My main interest is in finding ways to adapt fact-learning to individual learners and thereby yield better learning outcomes. Throughout my PhD project, I have worked with Hedderik van Rijn on the system we call SlimStampen (all projects mentioned in this category are in collaboration with Hedderik). The model uses input from the learner recorded during learning to continuously update item-level parameters that indicate how quickly this learner is expected to forget the item being studied. It uses these estimates to make sure items are repeated before they are forgotten.
A lot of the work in this context focuses on investigating these estimated parameters in more detail. We looked at the stability of the parameter estimates over time and across different materials and found that the parameters could be estimated reliably over a three-week period. The results from this project were published in Topics in Cognitive Science.

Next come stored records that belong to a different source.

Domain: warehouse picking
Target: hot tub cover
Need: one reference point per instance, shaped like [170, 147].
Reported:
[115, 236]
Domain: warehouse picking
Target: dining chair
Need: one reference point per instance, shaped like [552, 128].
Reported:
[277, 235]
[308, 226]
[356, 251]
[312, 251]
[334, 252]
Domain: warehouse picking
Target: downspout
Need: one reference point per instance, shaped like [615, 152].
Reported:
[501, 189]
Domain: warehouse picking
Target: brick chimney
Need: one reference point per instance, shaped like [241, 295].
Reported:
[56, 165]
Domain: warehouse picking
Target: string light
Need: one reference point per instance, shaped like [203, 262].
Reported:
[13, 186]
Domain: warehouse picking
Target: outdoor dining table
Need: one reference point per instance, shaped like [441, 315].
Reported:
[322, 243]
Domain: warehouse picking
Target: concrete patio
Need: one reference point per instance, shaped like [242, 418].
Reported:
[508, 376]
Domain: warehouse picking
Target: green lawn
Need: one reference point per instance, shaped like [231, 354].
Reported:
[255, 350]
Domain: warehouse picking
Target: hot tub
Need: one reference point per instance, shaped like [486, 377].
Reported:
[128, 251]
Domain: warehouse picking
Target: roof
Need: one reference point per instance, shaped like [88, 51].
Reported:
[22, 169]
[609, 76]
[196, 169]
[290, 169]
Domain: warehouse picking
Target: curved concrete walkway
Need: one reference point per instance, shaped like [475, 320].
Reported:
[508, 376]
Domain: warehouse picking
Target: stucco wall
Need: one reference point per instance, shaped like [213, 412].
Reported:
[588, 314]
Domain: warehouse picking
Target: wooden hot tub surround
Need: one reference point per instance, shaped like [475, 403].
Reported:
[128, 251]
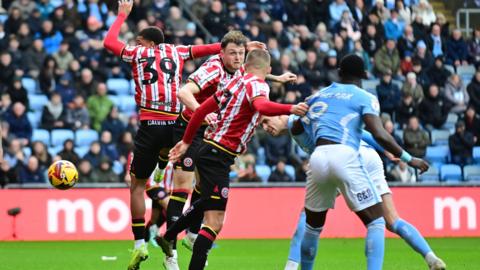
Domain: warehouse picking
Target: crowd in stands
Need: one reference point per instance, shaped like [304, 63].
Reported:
[56, 77]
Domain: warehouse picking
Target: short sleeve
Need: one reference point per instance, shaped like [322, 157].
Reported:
[206, 76]
[129, 53]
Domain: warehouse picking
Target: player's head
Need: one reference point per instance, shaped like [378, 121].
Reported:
[352, 68]
[150, 37]
[233, 50]
[258, 61]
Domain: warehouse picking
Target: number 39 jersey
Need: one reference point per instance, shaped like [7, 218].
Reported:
[157, 73]
[336, 113]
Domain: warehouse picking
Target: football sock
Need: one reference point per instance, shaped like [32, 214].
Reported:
[202, 246]
[295, 245]
[309, 246]
[375, 244]
[175, 207]
[185, 220]
[198, 219]
[138, 228]
[412, 236]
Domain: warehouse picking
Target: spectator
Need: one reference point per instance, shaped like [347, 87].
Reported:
[457, 94]
[415, 139]
[19, 124]
[457, 49]
[474, 47]
[436, 44]
[279, 174]
[104, 172]
[77, 114]
[433, 111]
[63, 57]
[438, 74]
[93, 156]
[387, 58]
[402, 173]
[107, 146]
[68, 153]
[393, 27]
[411, 87]
[407, 42]
[51, 38]
[461, 145]
[17, 93]
[31, 172]
[472, 122]
[39, 150]
[99, 105]
[388, 93]
[406, 110]
[54, 114]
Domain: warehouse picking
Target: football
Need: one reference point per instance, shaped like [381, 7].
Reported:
[62, 174]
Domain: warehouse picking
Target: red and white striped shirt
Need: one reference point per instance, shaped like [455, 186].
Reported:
[207, 77]
[157, 73]
[237, 117]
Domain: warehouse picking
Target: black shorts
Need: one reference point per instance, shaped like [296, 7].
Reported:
[187, 163]
[213, 166]
[153, 141]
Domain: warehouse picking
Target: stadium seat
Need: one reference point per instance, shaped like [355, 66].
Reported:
[41, 135]
[127, 104]
[61, 135]
[37, 102]
[432, 175]
[476, 154]
[82, 150]
[30, 85]
[440, 137]
[118, 86]
[451, 173]
[437, 154]
[84, 137]
[471, 173]
[263, 171]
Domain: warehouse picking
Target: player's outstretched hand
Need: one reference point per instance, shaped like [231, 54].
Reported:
[125, 6]
[300, 109]
[178, 151]
[256, 45]
[287, 77]
[420, 164]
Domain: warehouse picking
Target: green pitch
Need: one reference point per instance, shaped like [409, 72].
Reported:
[458, 253]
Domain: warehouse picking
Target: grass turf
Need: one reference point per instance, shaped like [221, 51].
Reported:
[458, 253]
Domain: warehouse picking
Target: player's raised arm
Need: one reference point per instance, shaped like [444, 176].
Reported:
[111, 41]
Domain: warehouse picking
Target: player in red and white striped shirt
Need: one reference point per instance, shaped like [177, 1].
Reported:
[157, 69]
[239, 104]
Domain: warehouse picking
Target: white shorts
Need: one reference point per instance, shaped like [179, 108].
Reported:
[374, 166]
[338, 166]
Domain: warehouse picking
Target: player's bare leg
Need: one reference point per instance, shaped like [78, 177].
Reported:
[409, 233]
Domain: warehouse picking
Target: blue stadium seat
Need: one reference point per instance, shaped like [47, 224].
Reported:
[37, 102]
[41, 135]
[82, 150]
[34, 118]
[30, 85]
[471, 173]
[127, 104]
[451, 173]
[61, 135]
[440, 137]
[437, 154]
[84, 137]
[263, 171]
[432, 175]
[118, 86]
[476, 154]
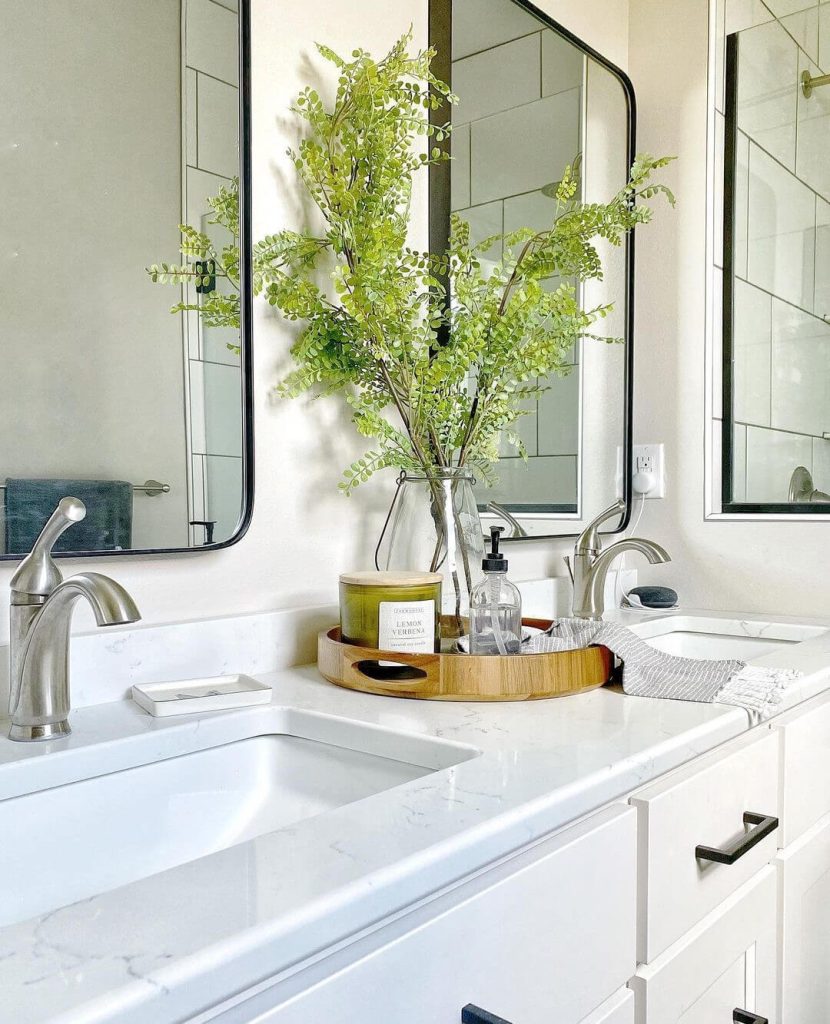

We also explored how those estimated parameters are related to established measures of individual differences: working memory capacity and general cognitive capacity. Preliminary results indicated that there is no correlation between our model’s parameters and those two measures – we reported these findings in the CogSci conference proceedings and presented results at the annual meeting in August 2016. A manuscript discussing the full dataset has been submitted in May 2018 (also see Chapter 4 in my PhD thesis).
Another interesting question is to which extent motivation plays a role when studying with our adaptive method. To learn more about this aspect, we pre-registered an experiment to test the effect of different levels of rewards on the model’s parameters. The details about this project are documented on the Open Science Framework. We completed data collection at the end of the academic year 2015/16. Preliminary results of this project were presented as a poster at Psychonomics 2016 [blog post; link to poster on the OSF]. This work is conducted in collaboration with Berry van den Berg and Don van Ravenzwaaij.
On top of that, we are currently revising a manuscript from a study in which we compared our adaptive learning method to a decently effective flashcard “control” condition in a within-subject design. Previous work suggests that performance on a subsequent test is better when studying with the adaptive method but comparing the methods in a within-subject design will hopefully allow us to say more about who benefits the most from studying with a personalized learning system.
Together with Maarten van der Velde and Jelmer Borst, we are now starting to mine big datasets to explore ways to improve the adaptive system. A first exploration of this line of work will be presented at ICCM 2018 in Madison in July.
CPR as a Model for Learning Complex Skills
An alternative line of research that we (Hedderik and I, together with Sarah Maass) embarked on is that of learning complex skills that require more than declarative knowledge. We received a grant from the European Office of Aerospace Research and Development to learn more about how declarative and procedural learning interact when learning a complex skill. The complex skill we chose to investigate is cardiopulmonary resuscitation (CPR) which is part of first aid. This project is a collaboration with Kevin Gluck’s group at the Air Force Research Laboratory. We showcased initial findings at ICCM 2016 (poster as PDF) and ICCM 2017.
Data collection for a large study with retention intervals of multiple months was completed by Sarah in late May of 2018 and we are now digging into the data to prepare a manuscript with our main findings. This work is conducted with collaborators from the Air Force Research Laboratory (AFRL), specifically Micheal Krusmark and Kevin Gluck (with help from Matt Walsh and Siera Martinez).